Country singer Johnnie Wright died this morning (9/27) at age 97 following a lengthy illness. He is known as a solo artist, as husband of female pioneer Kitty Wells, and as part of the duo Johnnie & Jack.
He was born Johnnie Robert Wright in Mount Juliet, Tenn. on May 13, 1914. Wells and Wright married in 1937 when she was 18, and formed a trio with her sister Louise, known as Johnnie Wright and the Harmony Girls. Louise later married Johnnie’s duo partner Jack Anglin. Also, Wells sang with Johnnie & Jack in the early ‘40s.

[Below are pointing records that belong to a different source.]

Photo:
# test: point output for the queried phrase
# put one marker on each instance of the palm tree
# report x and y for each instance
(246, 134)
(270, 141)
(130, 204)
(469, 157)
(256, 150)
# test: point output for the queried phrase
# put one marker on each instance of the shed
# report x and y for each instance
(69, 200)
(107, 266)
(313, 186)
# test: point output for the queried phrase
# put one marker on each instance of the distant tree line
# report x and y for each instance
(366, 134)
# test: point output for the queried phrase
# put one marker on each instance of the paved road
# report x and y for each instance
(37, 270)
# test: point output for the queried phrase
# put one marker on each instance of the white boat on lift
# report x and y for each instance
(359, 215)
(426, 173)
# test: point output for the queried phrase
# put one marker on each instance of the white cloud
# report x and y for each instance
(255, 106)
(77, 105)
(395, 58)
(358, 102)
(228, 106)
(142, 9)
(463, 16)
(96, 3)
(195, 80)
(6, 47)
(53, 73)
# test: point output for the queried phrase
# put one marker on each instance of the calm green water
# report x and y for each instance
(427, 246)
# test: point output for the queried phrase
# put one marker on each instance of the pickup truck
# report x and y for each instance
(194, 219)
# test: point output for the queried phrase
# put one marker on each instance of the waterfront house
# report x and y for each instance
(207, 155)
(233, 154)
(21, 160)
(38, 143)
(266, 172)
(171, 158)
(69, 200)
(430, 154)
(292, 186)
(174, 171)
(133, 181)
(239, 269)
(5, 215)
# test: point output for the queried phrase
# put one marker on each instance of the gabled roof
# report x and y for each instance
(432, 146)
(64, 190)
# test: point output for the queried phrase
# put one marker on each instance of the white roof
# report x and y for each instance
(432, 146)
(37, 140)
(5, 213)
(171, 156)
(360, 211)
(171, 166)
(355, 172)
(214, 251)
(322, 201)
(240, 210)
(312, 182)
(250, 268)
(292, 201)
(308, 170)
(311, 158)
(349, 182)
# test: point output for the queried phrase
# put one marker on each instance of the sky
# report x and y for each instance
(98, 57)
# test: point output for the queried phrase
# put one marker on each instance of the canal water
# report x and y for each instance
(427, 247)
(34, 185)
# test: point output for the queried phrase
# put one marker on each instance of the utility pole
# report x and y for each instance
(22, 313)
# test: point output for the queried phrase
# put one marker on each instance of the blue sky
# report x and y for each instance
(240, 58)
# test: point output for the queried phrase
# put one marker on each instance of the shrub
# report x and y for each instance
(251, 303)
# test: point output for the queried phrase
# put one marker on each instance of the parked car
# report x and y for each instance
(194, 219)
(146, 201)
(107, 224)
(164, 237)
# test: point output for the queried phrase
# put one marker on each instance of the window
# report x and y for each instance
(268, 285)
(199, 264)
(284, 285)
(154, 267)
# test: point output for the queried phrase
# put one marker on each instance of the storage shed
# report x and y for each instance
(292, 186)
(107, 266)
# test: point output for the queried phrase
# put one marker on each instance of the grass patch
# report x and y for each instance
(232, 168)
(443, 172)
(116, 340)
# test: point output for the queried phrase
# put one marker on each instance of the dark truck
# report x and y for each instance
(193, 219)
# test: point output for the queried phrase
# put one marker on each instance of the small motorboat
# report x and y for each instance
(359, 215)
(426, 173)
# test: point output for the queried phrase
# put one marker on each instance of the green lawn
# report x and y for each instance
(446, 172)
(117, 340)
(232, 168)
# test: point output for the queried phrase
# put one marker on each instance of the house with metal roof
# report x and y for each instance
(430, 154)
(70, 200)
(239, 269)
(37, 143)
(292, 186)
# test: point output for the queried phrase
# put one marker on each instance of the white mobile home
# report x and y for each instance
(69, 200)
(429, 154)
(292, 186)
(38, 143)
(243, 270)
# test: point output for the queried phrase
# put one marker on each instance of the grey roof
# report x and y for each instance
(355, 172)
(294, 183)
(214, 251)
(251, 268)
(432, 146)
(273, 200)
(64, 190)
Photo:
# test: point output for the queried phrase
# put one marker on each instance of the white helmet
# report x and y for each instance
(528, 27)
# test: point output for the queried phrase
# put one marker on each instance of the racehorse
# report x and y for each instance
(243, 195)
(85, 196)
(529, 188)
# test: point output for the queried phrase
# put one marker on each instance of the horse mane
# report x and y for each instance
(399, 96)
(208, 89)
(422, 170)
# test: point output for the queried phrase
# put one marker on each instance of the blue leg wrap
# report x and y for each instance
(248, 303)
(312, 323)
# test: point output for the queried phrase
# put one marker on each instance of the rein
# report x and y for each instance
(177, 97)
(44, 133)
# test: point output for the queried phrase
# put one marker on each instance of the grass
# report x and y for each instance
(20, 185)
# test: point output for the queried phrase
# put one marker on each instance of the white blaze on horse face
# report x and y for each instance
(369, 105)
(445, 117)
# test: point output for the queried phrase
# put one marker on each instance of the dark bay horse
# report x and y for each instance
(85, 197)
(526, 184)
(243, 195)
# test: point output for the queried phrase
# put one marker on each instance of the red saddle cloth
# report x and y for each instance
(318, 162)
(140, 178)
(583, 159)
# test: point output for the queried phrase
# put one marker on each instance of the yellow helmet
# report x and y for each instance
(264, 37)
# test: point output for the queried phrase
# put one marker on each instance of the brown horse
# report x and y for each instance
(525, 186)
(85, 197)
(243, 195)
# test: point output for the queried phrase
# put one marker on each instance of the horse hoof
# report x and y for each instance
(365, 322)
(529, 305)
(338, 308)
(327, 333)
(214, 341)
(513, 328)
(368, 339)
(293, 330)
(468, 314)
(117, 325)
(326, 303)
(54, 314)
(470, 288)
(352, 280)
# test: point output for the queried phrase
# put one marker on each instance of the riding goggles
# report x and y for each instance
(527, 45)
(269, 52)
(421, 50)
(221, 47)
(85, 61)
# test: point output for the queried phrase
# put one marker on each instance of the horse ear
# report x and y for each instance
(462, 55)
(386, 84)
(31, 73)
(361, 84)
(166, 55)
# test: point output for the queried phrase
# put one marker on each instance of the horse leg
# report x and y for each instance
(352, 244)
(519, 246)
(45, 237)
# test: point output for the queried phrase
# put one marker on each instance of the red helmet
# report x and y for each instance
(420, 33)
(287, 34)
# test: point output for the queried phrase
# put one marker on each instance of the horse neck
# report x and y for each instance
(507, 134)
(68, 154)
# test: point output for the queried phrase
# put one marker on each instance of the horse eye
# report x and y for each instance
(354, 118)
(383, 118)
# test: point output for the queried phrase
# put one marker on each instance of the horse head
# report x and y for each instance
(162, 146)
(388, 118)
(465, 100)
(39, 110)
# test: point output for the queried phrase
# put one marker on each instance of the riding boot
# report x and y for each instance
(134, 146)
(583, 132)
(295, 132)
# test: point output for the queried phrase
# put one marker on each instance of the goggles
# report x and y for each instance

By 1947 Johnnie & Jack secured a regular spot on the Grand Ole Opry and went on to join the Louisiana Hayride. Signing with RCA brought the duo its biggest hits in the 1950s including “Poison Love,” “Cryin’ Heart Blues,” “Oh, Baby Mine (I Get So Lonely),” and “Goodnight, Sweetheart, Goodnight.” They were known for intertwining latin and calypso influences with their country sound.
At one point Wright even hired a young Chet Atkins as a fiddler, prior to his rise to fame as a guitar player.
Switching to Decca in the 1960s resulted in changing the spelling of Johnnie to Johnny. Anglin passed in 1963, and by 1965 Wright was working as a solo artist and scored the No. 1 “Hello Vietnam.”
He was a lifelong booster of his wife’s career, encouraging her to go by the stage name Kitty Wells, and guiding her business endeavors. He also steered her toward her career-making hit “It Wasn’t God Who Made Honky Tonk Angels.”
Later they toured with their children the late Ruby, Carol Sue, and Bobby as The Kitty Wells-Johnnie Wright Family Show.
Services will be at the Madison Church of Christ (corner of Gallatin Rd. and Old Hickory Blvd. 615-868-3360). Visitation will be Thurs., Sept. 29, 11 a.m.-2 p.m. and 5-8 p.m. Funeral will be Fri., Sept. 30 at 2 p.m.